De op te leggen straffen zijn gegrond op de artikelen 55, 312 en 317 van het Wetboek van Strafrecht.

10.Beslissing

De rechtbank komt op grond van het voorgaande tot de volgende beslissing.
Verklaart het onder feit 2 ten laste gelegde niet bewezen en spreekt verdachte daarvan vrij.
Verklaart bewezen dat verdachte het onder feit 1 ten laste gelegde heeft begaan zoals hiervoor in rubriek 4 is vermeld.
Verklaart niet bewezen wat aan verdachte meer of anders is ten laste gelegd dan hiervoor is bewezen verklaard en spreekt verdachte daarvan vrij.
Het bewezen verklaarde levert op:
Ten aanzien van feit 1:
diefstal, vergezeld van bedreiging met geweld tegen personen, gepleegd met het oogmerk om die diefstal gemakkelijk te maken, terwijl het feit wordt gepleegd door twee of meer verenigde personen
en
afpersing, terwijl het feit wordt gepleegd door twee of meer verenigde personen.
Verklaart het bewezene strafbaar.
Verklaart verdachte,
[verdachte], daarvoor strafbaar.
Veroordeelt verdachte tot een
gevangenisstrafvan
10 (tien) maanden.
Beveelt dat de tijd die door veroordeelde voor de tenuitvoerlegging van deze uitspraak in verzekering en in voorlopige hechtenis is doorgebracht, bij de tenuitvoerlegging van die straf in mindering gebracht zal worden.
Wijst toe de vordering strekkende tot (gedeeltelijke) herroeping van de voorwaardelijke invrijheidstelling (met v.i.-zaaknummer 99-000053-58).

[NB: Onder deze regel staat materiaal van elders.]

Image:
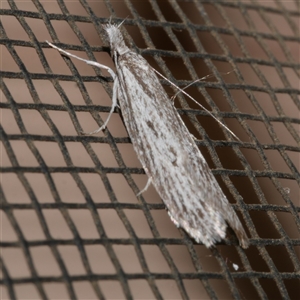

Gelast dat een gedeelte van de vrijheidsstraf dat als gevolg van de toepassing van de regeling van de voorwaardelijke invrijheidstelling niet ten uitvoer is gelegd, te weten 365 (driehonderdvijfenzestig) dagen, alsnog wordt ondergaan.
Dit vonnis is gewezen door
mr. I. Mannen, voorzitter,
mrs. M. Vaandrager en J. Thomas, rechters,
in tegenwoordigheid van mr. M. van der Mark, griffier,
en uitgesproken op de openbare terechtzitting van deze rechtbank van 9 september 2021.